The base operations officer also allowed me to use his special telephone to call Gene’s mother. I could have contacted Gene but her mother had asked me to contact her first. When she came on the phone, the situation was filled with tension. Something was going on that didn’t bode well for me. I had heard of dozens of “Dear John” letters sent to a husband for much less than what Gene had experienced. And after all, she didn’t know whether I was alive or dead only that I had been missing for four years. Whatever her mother had to say if it was bad, I wasn’t going to blame Gene.
When her mother came on the line, she hesitated to say anything. I already knew something was wrong and I more than half way expected what it was going to be. I wasn’t disappointed. That is, I knew what she was going to say before she said it.

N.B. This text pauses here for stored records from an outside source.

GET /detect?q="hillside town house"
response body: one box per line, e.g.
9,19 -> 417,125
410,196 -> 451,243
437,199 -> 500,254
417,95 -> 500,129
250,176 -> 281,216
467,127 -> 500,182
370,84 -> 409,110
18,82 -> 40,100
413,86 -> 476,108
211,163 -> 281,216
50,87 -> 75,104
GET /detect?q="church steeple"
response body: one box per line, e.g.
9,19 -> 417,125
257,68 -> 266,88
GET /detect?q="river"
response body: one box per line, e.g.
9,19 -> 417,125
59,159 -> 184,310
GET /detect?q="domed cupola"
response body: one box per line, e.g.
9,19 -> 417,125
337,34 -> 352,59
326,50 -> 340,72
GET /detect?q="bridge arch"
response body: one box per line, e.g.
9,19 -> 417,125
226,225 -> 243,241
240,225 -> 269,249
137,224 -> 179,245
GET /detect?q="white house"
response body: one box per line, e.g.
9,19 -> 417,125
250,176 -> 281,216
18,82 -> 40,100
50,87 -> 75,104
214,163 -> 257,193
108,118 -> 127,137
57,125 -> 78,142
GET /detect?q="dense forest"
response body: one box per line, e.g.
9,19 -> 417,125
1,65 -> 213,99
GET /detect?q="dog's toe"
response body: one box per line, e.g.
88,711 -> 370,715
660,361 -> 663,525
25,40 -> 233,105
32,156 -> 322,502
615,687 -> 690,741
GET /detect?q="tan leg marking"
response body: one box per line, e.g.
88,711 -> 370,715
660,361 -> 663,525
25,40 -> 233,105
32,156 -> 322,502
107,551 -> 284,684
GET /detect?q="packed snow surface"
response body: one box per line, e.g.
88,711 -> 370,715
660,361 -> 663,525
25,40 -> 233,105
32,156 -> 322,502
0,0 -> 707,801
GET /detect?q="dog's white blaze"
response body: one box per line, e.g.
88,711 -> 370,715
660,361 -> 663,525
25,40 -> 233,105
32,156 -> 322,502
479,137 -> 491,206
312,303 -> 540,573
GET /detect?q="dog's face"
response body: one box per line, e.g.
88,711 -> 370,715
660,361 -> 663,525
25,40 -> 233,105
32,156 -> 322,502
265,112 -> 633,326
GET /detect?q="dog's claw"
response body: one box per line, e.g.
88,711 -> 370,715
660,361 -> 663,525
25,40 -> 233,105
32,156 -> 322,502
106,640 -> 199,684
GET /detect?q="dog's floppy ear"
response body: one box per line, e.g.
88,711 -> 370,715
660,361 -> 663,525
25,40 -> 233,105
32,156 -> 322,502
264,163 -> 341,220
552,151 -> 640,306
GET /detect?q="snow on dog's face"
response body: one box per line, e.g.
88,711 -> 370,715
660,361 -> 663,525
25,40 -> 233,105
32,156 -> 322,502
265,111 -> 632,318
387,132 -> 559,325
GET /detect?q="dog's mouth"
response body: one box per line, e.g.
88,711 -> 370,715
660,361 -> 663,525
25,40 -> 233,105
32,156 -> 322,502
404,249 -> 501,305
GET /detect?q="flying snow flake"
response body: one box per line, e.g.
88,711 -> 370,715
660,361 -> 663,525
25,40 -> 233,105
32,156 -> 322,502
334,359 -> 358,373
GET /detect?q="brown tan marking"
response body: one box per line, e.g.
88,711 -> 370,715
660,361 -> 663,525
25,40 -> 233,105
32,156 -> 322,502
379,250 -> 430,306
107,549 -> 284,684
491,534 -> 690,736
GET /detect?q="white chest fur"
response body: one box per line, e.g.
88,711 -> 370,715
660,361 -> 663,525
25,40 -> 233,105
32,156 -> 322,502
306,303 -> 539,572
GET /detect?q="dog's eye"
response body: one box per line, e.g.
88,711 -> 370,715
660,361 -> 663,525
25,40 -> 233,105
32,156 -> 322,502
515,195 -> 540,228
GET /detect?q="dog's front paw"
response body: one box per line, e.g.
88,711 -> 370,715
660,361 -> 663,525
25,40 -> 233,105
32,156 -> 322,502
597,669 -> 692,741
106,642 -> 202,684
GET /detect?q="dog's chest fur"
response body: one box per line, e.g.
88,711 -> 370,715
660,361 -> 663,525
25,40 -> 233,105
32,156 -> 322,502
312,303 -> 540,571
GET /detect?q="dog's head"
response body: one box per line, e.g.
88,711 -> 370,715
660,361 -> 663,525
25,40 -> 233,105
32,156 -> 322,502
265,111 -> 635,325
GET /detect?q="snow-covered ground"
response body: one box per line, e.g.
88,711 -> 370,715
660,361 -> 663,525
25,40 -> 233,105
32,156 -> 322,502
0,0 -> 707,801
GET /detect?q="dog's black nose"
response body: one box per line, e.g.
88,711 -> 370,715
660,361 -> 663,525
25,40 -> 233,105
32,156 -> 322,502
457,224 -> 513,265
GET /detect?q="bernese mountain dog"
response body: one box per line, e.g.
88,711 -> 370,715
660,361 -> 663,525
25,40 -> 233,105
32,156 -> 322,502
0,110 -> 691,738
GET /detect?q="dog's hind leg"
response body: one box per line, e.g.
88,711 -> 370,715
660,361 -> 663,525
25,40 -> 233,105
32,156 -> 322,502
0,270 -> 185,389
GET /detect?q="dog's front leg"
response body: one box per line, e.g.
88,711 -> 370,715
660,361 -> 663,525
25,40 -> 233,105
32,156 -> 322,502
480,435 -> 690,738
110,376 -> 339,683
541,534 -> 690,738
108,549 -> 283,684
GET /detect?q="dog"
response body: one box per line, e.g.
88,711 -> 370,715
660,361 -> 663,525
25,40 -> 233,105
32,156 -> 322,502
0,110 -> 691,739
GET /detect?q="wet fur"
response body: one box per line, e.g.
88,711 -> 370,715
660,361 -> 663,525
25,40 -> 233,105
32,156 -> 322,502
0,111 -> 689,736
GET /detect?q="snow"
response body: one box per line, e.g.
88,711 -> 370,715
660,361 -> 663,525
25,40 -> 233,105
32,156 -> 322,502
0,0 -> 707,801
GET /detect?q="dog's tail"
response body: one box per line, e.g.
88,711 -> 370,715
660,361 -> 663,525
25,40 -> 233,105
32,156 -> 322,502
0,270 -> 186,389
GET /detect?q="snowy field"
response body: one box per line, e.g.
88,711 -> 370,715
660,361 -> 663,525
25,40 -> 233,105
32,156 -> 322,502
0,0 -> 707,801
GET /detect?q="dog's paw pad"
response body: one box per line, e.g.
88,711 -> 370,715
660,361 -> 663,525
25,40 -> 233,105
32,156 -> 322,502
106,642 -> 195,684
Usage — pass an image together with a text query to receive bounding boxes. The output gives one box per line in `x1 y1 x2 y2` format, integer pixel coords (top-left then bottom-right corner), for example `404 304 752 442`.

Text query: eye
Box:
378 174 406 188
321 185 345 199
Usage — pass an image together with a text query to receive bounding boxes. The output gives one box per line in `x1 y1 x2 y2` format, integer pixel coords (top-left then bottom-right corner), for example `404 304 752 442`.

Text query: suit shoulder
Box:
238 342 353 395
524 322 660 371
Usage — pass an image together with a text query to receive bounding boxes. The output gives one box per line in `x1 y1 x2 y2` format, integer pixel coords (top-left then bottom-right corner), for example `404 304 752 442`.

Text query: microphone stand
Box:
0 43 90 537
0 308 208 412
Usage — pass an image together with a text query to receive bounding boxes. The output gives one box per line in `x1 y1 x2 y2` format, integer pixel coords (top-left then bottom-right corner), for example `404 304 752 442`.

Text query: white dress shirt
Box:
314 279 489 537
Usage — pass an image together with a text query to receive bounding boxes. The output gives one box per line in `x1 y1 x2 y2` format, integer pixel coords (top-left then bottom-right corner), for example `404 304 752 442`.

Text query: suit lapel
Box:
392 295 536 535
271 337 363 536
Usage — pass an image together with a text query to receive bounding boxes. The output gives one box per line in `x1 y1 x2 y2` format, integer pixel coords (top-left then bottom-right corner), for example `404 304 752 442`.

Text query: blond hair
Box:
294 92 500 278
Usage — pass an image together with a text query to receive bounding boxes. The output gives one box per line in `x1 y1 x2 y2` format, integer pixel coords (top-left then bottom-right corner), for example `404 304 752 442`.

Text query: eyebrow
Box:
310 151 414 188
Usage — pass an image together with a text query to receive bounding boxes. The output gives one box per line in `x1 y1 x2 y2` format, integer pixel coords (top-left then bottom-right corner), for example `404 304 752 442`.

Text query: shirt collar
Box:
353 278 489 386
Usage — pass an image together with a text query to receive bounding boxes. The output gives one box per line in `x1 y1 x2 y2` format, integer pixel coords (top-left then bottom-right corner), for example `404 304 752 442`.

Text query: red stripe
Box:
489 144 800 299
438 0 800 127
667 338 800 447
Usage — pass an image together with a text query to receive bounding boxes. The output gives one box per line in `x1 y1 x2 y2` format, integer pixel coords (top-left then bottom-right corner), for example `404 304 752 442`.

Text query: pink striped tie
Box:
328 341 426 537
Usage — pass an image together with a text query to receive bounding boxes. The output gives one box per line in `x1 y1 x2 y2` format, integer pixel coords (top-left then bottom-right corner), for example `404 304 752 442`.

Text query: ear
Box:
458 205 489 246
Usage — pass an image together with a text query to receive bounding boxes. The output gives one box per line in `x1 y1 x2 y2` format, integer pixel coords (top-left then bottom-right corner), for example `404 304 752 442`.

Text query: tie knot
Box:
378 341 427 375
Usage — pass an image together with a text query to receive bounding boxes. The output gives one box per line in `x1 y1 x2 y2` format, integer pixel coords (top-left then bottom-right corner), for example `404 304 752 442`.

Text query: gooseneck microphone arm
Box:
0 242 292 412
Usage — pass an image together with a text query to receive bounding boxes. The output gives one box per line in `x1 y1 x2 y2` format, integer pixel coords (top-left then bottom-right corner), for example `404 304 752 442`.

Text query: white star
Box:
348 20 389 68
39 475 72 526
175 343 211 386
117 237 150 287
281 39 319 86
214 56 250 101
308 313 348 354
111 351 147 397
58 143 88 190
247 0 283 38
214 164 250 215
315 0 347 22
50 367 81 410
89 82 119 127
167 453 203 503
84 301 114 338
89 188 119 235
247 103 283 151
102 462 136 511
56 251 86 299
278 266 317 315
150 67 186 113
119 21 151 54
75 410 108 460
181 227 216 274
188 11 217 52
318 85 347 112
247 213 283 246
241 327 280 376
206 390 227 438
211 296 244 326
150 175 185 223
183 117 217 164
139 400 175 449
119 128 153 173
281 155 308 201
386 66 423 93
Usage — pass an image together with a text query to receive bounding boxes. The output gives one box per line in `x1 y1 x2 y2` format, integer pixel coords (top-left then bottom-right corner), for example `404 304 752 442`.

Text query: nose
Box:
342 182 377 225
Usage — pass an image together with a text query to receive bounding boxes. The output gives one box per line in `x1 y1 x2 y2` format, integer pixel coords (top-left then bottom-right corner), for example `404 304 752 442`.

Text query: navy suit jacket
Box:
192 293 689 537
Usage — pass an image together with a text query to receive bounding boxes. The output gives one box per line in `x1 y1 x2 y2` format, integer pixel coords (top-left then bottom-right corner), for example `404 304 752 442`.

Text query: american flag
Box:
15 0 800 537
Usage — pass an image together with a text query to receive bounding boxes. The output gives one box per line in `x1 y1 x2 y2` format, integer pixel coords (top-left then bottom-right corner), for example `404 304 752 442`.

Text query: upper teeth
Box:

Gene had remarried and had another child. She was still very much in love with me but under the circumstances, she felt that nothing would be gained by my calling on her at her home. She told her mother, when her mother told her I was alive that she would not divorce her present husband and that she expected me to understand. But there was a lot more to it than her mother would have me believe. I would find out later but for now that’s really all I had to know. I had lost my wife, and for all intents and purposes my son.
I stayed over in Hawaii long enough to rest up, to have a complete physical and to be outfitted with new uniforms. I also suspect the local FBI wanted some time to digest what I had told them, and for Mr. Hoover to decide what they were going to do with
the information. I guess they figured it was important because a new set of orders were forthcoming, assigning me to Walter Reed Hospital with instructions on where to report in Washington.
Several weeks later, I was ushered into Mr. Hoover’s office in the Justice Department. I was seated at a long table in the presence of his assistant and another agent. The director joined us directly and we talked as though we were long time friends. He asked me questions about everything I have told you about. I was surprised to hear that he knew about the bat thing. Not about the Japs using it but about it being one of our schemes. But he said they must have copied it from the one where we intended to use bats to burn down Tokyo.
He acted as though he didn’t know about the giant submarines, looking very agitated when informed about the plan to dump virus on our cities
He asked to see the Tanaka Memorial I was carrying and directed that a copy be made declaring it to be Top Secret. He adjourned the meeting with instructions for me to remain in the building. He wanted me to talk to several agent attorneys that were assisting members of the Justice Department in preparing the military’s case against a couple of dozen members of the Emperor’s staff–but not him personally. As it would turn out, the tribunals were held and several high-ranking officers would be sentenced to death. Other lesser lights just as guilty got off with long prison sentences.
The hue and cry for the Emperor’s neck was forthcoming from the press and public but died out when President Truman declared he was necessary to govern the fanatic Japanese. This included elements of the army and an upstart underground organization known as the Yakuza.
The Yakuza date back hundreds of years and were formed to protect townspeople from roaming bandits. Some believe the first of them were out of work Samari who lost their jobs when peace was declared following the many internal wars in Japanese history. But President Truman was made aware of the Mafia like gangs springing up before the cease-fire was signed aboard the Missouri. Indeed, they were reported to be patterning themselves after the Sicilian Mafia that was preying on merchants in our large cities. Anyway, General MacArthur and the president believed the only way the Yakuza could be contained was by direct intervention by the Emperor.